Full-scale observations of the consortium are scheduled to start in 2010, which will connect at least 12 Japanese and four Chinese stations, in addition to three Korean ones that are under construction. Shen said, "The actual number of telescopes included could change as the countries involved are building new ones plus the 65-meter-diameter radio telescope being built in Shanghai. In addition, Chinese astronomers have made huge success in applying VLBI technology to determine the orbit of Chang'e-1, China's first lunar probe." Shen's research team also used VLBI to find the most convincing proof so far that there is a super-massive black hole at the center of the Milky Way galaxy. Currently, China's four telescopes participating in the consortium are still focusing on tracking the Chang'e-1 satellite, Shen said.
The China VLBI Network announced on January 20th that it successfully used the Internet to achieve high-speed data transmission called e-VLBI, an important direction for future VLBI technology development.
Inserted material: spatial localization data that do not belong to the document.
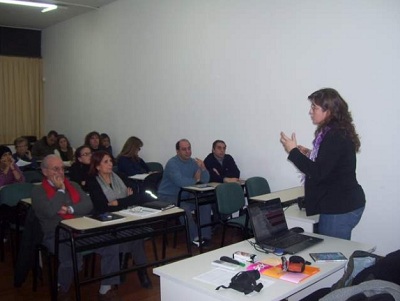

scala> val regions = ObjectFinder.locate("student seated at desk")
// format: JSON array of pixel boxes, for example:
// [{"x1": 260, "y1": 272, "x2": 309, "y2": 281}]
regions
[
  {"x1": 84, "y1": 131, "x2": 103, "y2": 154},
  {"x1": 12, "y1": 137, "x2": 38, "y2": 171},
  {"x1": 0, "y1": 145, "x2": 25, "y2": 187},
  {"x1": 157, "y1": 139, "x2": 212, "y2": 247},
  {"x1": 54, "y1": 134, "x2": 75, "y2": 166},
  {"x1": 100, "y1": 133, "x2": 113, "y2": 157},
  {"x1": 69, "y1": 145, "x2": 92, "y2": 191},
  {"x1": 204, "y1": 140, "x2": 241, "y2": 183},
  {"x1": 87, "y1": 151, "x2": 152, "y2": 289},
  {"x1": 31, "y1": 155, "x2": 120, "y2": 296},
  {"x1": 31, "y1": 130, "x2": 58, "y2": 160},
  {"x1": 117, "y1": 136, "x2": 150, "y2": 176}
]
Meanwhile, Korean and Japanese astronomers are cooperating to build in Seoul a correlator to integrate large amounts of data into high-resolution images, a fundamental preparation for the consortium. Radio telescopes differ from optical ones in that they use radio antennae to track and collect data from satellites and space probes. The first radio antenna used to identify astronomical radio sources was built by Karl Guthe Jansky, an engineer with Bell Telephone Laboratories, in the early 1930s.